Port Morris, The Bronx
In the 1850s, Gouverneur Morris II (son of one of the framers of the constitution) laid out Port Morris as an industrial area on a 100-acre marshy headland on the banks of the East River. Morris, who was a Director of the New York and Harlem Railroad, had the two-mile Port Morris Branch run from the NY&H main line in Melrose down to his new development.
The neighborhood retains its gritty commercial feel, although there are quite a number of folks living there. It might be of value to place a station somewhere after the line crosses onto the mainland, although issues with cost and congestion on the very active line might make it better just have the first station after the Circumferential Line moves from the NYCRR Line to the (currently abandoned) Port Morris Branch.
The railroad bridges through Port Morris carry six tracks on four separate bridge spans. The two upper spans are the approaches to Randall's Island that each carry a pair of tracks to the Hell Gate Bridge. Staggered below them are two "local" lines connecting the Harlem River Yard in the south with the Oak Point Yard to the north, the westernmost line of which appears to be unused.

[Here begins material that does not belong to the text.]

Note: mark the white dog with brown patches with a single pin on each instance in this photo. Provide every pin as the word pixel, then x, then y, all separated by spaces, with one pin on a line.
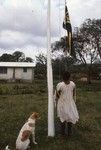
pixel 23 141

There are a pair of lighterage docks on the waterfront at the end of East 135th Street. Presumably these brought cars in on barges that were destined for nearby businesses or warehouses and ran on tracks down the middle of streets. The street-level tracks are long paved over, although I did see a siding track peeking out of a driveway on Locust Avenue.
While Port Morris has a clearly industrial feel, there are quite a number of residential buildings nestled among the commercial buildings.